Que pense Mr Bockel de cette impunité renouvelée par Alliot-Marie récemment, pour permettre à Perdriel de prendre les rênes du Monde et renvoyer l’ascenseur à Sarkozy le moment venu .
Mr Bockel dispose d’une occasion UNIQUE de dénoncer
– l’instrumentalisation de la Justice par le pouvoir pour garantir l’impunité à vie à telle ou telle personnalité
– l’existence au sein du pouvoir judiciaire d’une machine à enterrer prête à être utilisée, et que les gardes des sceaux entretiennent consciencieusement
-Pour l’indépendance du parquet, il faut revoir! Quand on apprend avec l’affaire Bettencourt que le juge Courroye semble recevoir ses instructions de l’Élysée.
-Quant à Mulhouse, JMB n’avait jamais annoncé pendant la campagne municipale qu’il laisserait la ville à l’UMP. S’il l’avait fait, il n’aurait jamais été réélu maire. Je rappelle qu’il a été élu avec 168 voix d’avance sur 24000 suffrages exprimés:
http://www.linternaute.com/ville/ville/elections-municipales/1034/mulhouse.shtml
Le départ de Bockel, à part le NC et des opportunistes, a provoqué le basculement des centristes et de l’élue MoDem dans l’opposition. Il n’y a plus d’entente municipale.
-Pour la présidentielle, on admire le réalisme de JMB… En tout cas, il est fidèle à son rôle de sous-fifre. Quant à la réforme juste, HADOPI, LOOPSI, TEPA, etc, et bientôt la réforme de l’aide juridictionnelle, où est-elle cette réforme juste? Injuste pour les plus faibles! On est parti vers la privatisation de l’AJ au profit des assurances; Il y aura ceux qui peuvent payer et les autres.
-Un secrétaire d’Etat à la justice sans attributions, n’est-ce pas un cadeau empoisonné? Surtout avec l’hyper gaulliste MAM, ça doit pas être facile tous les jours quand on se dit de gauche même moderne…
-Comme pour le Nouveau Centre, comment la Gauche Moderne peut-elle être libre et indépendante et à la fois solidaire de la majorité? Je reste perplexe.
Tout ceci est une farce grotesque.
Je viens de prendre connaissance du chat avec J.M BOCKEL que j’apprécie en qualité d’homme politique, sincère, ce qui est rare…
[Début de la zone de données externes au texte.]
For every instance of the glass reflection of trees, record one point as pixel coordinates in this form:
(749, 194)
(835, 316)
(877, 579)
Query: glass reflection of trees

J’aurais aimé savoir ce qu’il pourrait penser dans le cadre d’une plainte pour Abs et faux en écritures visant un ex Pdg du Cac 40 et plusieurs cadres d’un groupe cimentier Français au parquet de Nîmes, du fait que ce dernier semblerait vouloir classer, voir enterrer ce dossier en requérant un non lieu acrobatique … Les faits sont constitués et avérés, s’agissant pour ce Pdg d’avoir fait construire 6 villas locatives au profit de la Sci de son épouse… ” Les pratiques sont condamnables sur le plan fiscal et comptable “, MAIS, il n’y verrait pas d’intentions frauduleuses ( sans rire )… C’est quoi la justice ????